In 2016, ProPublica investigated COMPAS, an algorithm used by courts in nine U.S. states to predict whether defendants would reoffend. The system was only 61% accurate (barely better than a coin flip) and flagged Black defendants as high-risk at nearly twice the rate of white defendants. In 2018, Amazon scrapped an AI hiring tool that had been penalizing any resume containing the word “women’s,” whether it referred to a college, a sports team, or a professional organization. The same year, MIT researcher Joy Buolamwini published a study showing that commercial facial recognition systems failed on dark-skinned women up to 46.8% of the time while achieving near-perfect accuracy for light-skinned men.

None of these systems were programmed to discriminate. They learned to discriminate from the data they were trained on.

How Bias Gets In

The mechanics are straightforward, even if the consequences are anything but.

The most common pathway is training data. AI models learn by studying enormous datasets of human-created content, and those datasets reflect the world as it has been, not as it should be. If most of the text a large language model reads describes doctors as men and nurses as women, the model learns that pattern as a statistical truth. It doesn’t know the pattern is a stereotype. It just knows the pattern is common.

The second pathway is proxy variables. Even when designers deliberately exclude protected characteristics like race or gender, other data points can serve as stand-ins. ZIP codes correlate with race and income. School names can indicate gender. The algorithm doesn’t need to know your demographic information directly if it can infer it from everything else.

The third is the feedback loop. Biased data produces biased outputs. Those outputs become new data. The next model trains on that data and the bias deepens. Each generation of the system reinforces what the previous one got wrong.

Why This Matters for Your Writing Life

If you use AI writing tools, bias affects your work in ways worth paying attention to.

Character defaults are real. When you ask an AI to generate a character without specifying demographics, it fills in the blanks based on statistical patterns from its training data. Surgeons skew male. Teachers skew female. Protagonists skew Western. These aren’t neutral choices. They’re the model’s learned assumptions leaking into your story. If you’re writing diverse characters, you’ll want to specify details rather than let the model decide for you.

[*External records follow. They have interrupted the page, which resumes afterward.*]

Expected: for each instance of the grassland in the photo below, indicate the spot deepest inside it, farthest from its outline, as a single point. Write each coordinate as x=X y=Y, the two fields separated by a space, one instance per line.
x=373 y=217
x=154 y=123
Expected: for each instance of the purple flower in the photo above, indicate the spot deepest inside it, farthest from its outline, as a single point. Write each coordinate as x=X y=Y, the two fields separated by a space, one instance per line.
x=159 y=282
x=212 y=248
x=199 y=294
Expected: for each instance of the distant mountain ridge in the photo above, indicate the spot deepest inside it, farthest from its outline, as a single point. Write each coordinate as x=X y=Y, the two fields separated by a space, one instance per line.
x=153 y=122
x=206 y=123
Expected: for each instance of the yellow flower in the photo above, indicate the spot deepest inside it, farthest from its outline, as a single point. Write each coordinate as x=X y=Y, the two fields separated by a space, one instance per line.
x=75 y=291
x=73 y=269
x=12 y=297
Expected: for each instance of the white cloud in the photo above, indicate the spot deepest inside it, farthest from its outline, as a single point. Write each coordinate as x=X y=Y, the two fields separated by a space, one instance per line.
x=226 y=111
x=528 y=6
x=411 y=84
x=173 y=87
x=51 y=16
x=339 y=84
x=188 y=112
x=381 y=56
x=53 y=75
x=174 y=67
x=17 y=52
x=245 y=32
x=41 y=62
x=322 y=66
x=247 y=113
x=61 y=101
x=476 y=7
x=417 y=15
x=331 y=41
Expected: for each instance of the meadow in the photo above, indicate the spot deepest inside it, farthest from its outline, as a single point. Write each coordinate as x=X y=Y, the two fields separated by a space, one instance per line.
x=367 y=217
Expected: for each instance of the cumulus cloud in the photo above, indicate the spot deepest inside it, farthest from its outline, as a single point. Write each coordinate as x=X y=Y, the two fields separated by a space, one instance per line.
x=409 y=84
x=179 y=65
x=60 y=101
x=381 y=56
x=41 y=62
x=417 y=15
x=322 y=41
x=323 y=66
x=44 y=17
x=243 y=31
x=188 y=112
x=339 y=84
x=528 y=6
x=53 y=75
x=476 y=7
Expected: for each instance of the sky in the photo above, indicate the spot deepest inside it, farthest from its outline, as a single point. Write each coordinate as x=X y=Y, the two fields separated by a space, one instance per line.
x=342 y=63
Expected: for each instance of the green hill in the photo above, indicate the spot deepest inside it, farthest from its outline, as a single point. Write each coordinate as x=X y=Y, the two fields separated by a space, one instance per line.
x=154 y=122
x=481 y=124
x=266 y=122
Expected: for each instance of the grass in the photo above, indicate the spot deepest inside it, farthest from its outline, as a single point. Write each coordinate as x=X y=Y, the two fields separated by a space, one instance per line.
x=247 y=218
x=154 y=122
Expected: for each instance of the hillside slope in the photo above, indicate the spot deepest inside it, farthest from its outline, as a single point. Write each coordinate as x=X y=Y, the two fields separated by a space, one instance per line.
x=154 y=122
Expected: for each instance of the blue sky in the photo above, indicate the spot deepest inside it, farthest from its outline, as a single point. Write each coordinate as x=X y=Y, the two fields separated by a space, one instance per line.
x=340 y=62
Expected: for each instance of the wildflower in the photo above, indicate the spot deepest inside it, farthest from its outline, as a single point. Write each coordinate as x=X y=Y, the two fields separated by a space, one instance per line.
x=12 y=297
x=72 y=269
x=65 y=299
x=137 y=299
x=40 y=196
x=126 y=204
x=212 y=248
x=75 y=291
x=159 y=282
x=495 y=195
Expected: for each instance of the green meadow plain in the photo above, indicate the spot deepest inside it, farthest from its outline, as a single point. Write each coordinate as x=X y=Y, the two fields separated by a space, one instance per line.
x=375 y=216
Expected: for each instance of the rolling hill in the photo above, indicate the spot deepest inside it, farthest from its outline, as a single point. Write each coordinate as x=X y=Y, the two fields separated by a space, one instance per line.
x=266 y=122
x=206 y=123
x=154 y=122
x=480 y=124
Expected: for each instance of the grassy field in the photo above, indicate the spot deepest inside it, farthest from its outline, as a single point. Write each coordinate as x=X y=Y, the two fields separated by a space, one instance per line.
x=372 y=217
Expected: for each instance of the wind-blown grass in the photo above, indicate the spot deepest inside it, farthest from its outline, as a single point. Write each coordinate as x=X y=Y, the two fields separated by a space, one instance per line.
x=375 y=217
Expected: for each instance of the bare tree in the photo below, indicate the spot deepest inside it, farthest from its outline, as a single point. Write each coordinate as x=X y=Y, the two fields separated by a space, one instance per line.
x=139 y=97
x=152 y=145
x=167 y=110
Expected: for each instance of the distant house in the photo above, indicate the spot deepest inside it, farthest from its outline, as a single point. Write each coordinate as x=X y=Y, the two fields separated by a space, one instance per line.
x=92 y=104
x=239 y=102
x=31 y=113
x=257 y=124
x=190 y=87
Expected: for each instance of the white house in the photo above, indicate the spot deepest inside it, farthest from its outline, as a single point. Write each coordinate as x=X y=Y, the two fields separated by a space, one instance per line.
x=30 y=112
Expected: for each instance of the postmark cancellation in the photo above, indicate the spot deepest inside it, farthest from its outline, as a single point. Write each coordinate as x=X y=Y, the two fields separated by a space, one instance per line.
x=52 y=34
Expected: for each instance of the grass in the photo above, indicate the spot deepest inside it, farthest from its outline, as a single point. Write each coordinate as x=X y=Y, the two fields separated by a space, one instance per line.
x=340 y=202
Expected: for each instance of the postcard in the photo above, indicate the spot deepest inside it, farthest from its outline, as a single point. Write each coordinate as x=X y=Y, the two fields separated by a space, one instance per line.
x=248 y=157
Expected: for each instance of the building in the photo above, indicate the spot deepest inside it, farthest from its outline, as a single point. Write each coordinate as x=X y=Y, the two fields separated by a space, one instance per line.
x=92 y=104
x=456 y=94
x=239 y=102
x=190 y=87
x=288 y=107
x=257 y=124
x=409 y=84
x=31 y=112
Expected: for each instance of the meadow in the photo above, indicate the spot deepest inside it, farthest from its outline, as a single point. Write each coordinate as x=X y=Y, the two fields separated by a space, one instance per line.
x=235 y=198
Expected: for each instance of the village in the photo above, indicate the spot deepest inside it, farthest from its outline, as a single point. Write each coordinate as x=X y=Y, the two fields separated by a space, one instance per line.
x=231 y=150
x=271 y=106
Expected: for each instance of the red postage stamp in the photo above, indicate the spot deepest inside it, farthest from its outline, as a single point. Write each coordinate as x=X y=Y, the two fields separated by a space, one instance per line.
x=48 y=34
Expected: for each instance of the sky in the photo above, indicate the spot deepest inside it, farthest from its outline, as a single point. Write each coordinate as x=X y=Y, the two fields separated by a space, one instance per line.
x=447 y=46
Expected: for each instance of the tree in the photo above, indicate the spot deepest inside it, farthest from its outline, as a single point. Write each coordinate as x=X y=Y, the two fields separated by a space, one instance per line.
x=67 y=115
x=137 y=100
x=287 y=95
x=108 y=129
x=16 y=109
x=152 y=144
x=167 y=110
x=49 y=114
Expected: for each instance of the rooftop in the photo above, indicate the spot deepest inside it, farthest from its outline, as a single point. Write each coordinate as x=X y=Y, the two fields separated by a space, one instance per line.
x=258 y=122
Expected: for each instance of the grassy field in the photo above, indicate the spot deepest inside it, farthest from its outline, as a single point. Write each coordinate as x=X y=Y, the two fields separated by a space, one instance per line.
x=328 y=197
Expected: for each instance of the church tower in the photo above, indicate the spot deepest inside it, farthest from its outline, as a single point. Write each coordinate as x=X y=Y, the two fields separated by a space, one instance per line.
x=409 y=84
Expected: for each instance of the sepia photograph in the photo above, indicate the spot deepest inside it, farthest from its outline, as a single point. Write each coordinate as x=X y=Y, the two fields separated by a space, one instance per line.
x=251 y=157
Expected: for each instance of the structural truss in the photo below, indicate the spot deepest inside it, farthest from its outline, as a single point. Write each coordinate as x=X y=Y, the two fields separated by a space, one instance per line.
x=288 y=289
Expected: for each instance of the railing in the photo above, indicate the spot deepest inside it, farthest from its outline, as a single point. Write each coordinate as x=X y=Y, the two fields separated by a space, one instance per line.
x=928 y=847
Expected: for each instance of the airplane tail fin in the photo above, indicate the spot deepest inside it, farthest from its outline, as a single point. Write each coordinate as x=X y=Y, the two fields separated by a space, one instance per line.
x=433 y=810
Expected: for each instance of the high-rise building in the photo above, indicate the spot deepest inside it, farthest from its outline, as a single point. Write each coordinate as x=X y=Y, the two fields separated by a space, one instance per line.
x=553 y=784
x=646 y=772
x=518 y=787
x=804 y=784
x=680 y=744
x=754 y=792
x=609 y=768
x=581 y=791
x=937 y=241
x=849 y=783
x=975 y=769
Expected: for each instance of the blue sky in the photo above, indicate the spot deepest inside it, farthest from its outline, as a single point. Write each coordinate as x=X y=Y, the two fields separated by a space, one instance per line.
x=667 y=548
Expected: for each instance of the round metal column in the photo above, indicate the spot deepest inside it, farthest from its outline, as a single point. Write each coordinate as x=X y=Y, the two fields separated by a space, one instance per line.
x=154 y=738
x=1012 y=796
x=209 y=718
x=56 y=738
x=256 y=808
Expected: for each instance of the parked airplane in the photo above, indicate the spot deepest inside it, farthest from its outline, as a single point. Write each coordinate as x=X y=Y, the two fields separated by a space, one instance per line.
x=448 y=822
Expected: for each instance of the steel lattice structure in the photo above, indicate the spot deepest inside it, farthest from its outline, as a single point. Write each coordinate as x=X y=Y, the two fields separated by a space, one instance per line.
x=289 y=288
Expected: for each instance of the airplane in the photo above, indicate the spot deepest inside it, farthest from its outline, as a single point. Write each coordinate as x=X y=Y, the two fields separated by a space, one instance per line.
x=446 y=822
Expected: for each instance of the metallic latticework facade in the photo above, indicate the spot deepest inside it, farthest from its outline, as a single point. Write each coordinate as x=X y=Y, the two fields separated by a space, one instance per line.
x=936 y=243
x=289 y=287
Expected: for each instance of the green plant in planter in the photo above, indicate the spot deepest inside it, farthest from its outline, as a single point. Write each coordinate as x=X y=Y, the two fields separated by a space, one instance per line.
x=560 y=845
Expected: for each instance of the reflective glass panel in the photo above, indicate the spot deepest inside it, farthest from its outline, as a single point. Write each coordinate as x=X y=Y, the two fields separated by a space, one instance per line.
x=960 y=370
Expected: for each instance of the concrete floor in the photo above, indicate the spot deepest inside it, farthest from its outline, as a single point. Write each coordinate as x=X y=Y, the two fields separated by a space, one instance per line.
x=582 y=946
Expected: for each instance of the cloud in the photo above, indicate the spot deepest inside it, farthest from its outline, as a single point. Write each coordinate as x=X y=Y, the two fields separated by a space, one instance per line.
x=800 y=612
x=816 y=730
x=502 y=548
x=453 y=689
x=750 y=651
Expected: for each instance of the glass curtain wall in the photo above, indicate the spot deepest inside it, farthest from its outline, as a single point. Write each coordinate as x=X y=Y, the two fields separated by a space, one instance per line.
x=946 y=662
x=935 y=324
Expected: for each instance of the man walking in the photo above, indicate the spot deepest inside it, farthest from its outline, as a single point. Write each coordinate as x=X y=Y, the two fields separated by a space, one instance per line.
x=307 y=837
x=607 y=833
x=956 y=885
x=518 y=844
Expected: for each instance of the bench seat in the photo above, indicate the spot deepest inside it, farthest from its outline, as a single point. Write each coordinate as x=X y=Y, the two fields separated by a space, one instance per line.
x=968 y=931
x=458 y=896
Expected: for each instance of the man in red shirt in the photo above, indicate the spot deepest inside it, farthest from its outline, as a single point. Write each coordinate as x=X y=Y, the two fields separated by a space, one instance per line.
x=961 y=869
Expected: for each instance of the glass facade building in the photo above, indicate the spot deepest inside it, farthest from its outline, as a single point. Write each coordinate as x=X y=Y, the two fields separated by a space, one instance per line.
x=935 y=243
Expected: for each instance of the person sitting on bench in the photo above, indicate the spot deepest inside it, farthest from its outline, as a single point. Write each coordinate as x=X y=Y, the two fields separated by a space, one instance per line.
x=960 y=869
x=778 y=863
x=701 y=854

Cultural perspective skews Western. A Georgia Tech study found that large language models recommend Western cultural references nearly 80% of the time, even when prompted in non-English languages. Asked in Arabic for food suggestions, one model recommended ravioli. For a woman’s name, it suggested Roseanne. If you’re writing characters from non-Western backgrounds and relying on AI for research or brainstorming, check the output against authentic sources.

Voice and dialect get flagged unfairly. AI editing and content moderation tools tend to flag African American Vernacular English and other non-standard dialects as errors or even offensive language. If you write characters who speak in authentic regional or cultural dialects, be prepared for your AI tools to push back on perfectly intentional choices.

Awareness is your advantage. Understanding bias doesn’t mean abandoning AI tools. It means using them with your eyes open. Specify the details that matter to your story instead of accepting defaults. Question outputs that feel generic or stereotypical. Use AI suggestions as a starting point, not a final draft. The model has read more books than you or anyone else ever will, but it absorbed the blind spots right along with the brilliance.

The good news is that bias in AI is one of the most actively researched problems in the field. Companies are investing in more representative training data, better evaluation methods, and alignment techniques designed to catch and correct biased patterns. The tools are getting better. But they’re not there yet, which makes the informed author, one who understands what bias is and where it hides, the best safeguard in the room.